The Count of St. Germain has been a shadowy figure throughout history, and while few credible accounts of his life exist, he has been described as everything from a charlatan to an occult figure revered by Theosophists and mysticists, who refer to St. Germain as Master Rakoczi.

One of the first printed accounts of St. Germain was written in a 1745 letter by Horace Walpole, the Fourth Earl of Orford, who described the arrest of a man named Count of St. Germain on espionage charges.  Since the arrest took place during the Jacobite Uprising, one would assume that St. Germain was a political activist.  However, Walpole's letter portrays Count of St. Germain as an odd and eccentric fellow who was a musically gifted nobleman, concluding that the old man was rather senile.

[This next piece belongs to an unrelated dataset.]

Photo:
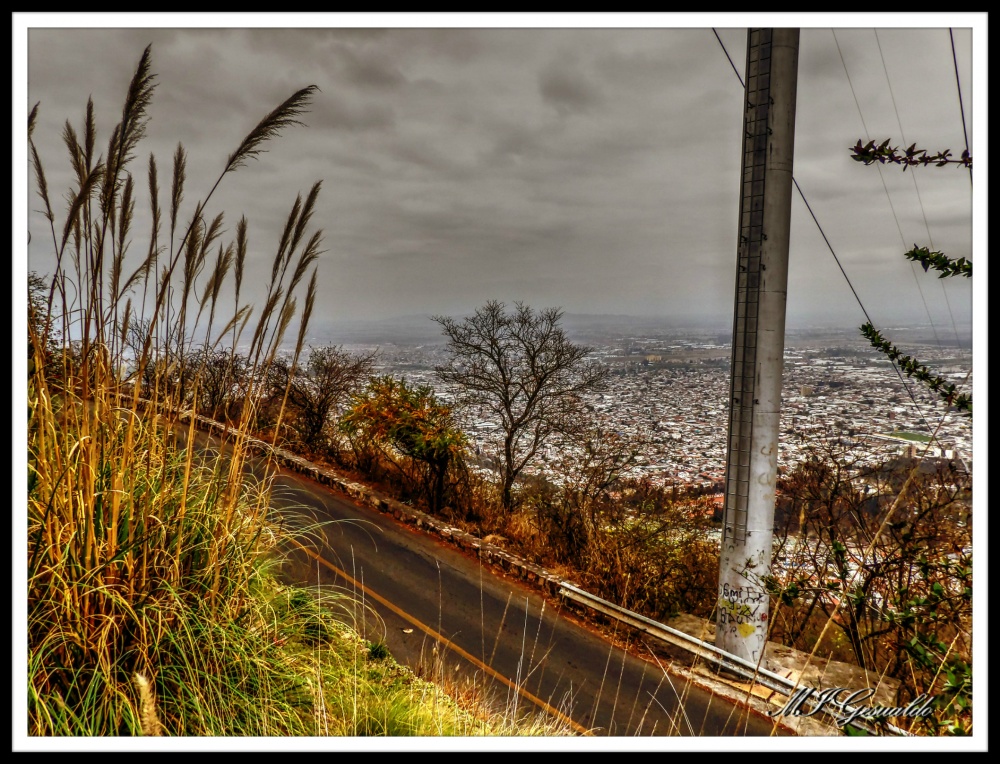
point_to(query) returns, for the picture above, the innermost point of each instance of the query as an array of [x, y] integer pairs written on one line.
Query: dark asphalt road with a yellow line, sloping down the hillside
[[450, 618]]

Other accounts from the period describe St. Germain as being everything from an alchemist and prophet, to an immortal spiritual being.  Some even believed him to be the mythical "Wandering Jew", who ridiculed Jesus on the way to the crucifixion and was cursed to roam the earth until the Second Coming.  Still others, skeptical of St. Germain's abilities, have referred to him as a master of quackery.

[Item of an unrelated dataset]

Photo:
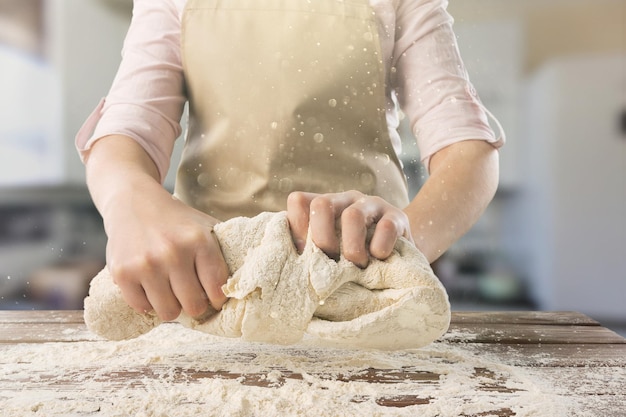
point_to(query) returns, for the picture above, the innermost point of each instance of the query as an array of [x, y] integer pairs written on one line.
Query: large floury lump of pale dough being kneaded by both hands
[[277, 295]]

Even though his life is shrouded in mystery, a surprising amount of biographies have been written about Count of St. Germain.  Not surprisingly, however, is the fact that every biographer's account of St. Germain's life varies greatly from the next.  In all probability, the man known as Count St. Germain was most likely a PT Barnum-esque figure who projected a larger-than-life persona while being a master of manipulation.
St. Germain has thousands of followers and "disciples" to this day, thanks in part to the teachings of Madame Blavatsky, founder of the Theosophical Society, who asserted that in previous incarnations, St. Germain has been everyone from Francis Bacon and Christopher Columbus to Merlin, Plato, and even the ruler of a 70,000 year old Saharan civilization.  These disciples continue to persist, even in spite of Blavatsky's exposure as a fraud by many researchers, including Richard Hodgson in the 19th century and author Paul Zweig in the 1980s.

The man known as Count of St. Germain, whether immortal in real life or not, has attained a certain type of immortality in the form of a fringe culture icon.  St. Germain has been portrayed on the silver screen, described in literature and music, and has even recently made a few appearances in comic books and video games.